3. No importa si el candidato del PRI arranca con uno por ciento de conocimiento, afirmaba el presidente Peña Nieto, la campaña electoral hará que lo conozcan. Esa frase, realizada hace poco más de un año y medio, es absolutamente cierta. Meade es la prueba: de un conocimiento de menos de 20 por ciento, hoy sabe de él más de 85 por ciento en el país. La debilidad del argumento, sin embargo, es lo lineal del pensamiento de Peña Nieto al no calcular las externalidades que vendrían con ese conocimiento. La ubicación de su candidato en las preferencias electorales muestran que una, o la principal razón de su bajo rendimiento, es el descrédito del presidente –entre siete y ocho mexicanos de cada 10, desaprueban su gestión– que arrastra al candidato y a su partido.
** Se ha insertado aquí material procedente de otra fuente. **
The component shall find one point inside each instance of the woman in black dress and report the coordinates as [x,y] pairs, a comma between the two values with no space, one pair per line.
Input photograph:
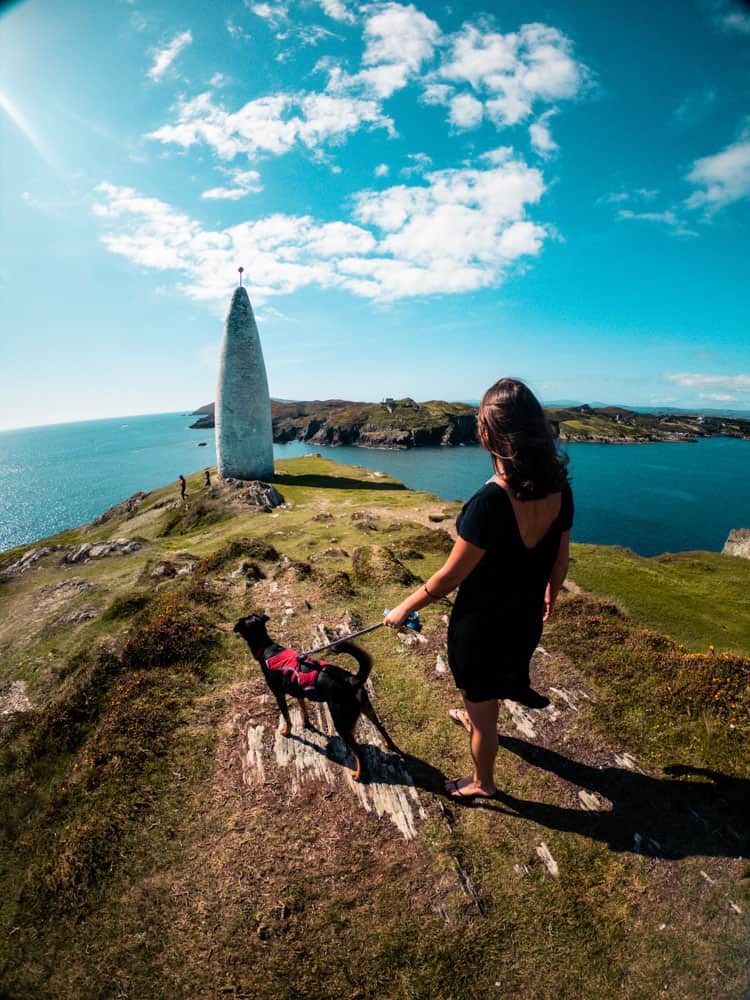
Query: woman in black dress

Entre más conocen a Meade, más lo identifican como el candidato de la continuidad, pero no el de las reformas, sino el de la impunidad y la corrupción. ¿Es esta una verdad a pie juntillas? Es irrelevante. La percepción se impuso y la está pagando Meade en las preferencias electorales.
Un alto número de mexicanos creen que Meade se encuentra en una posición incómoda, observación que no comparten ni él ni su equipo, donde su autoevaluación es positiva. "En diciembre no existíamos", dice uno de sus miembros. "Hoy estamos en competencia". O sea, otro hito de esta lucha presidencial, que cotidianamente desafía López Obrador.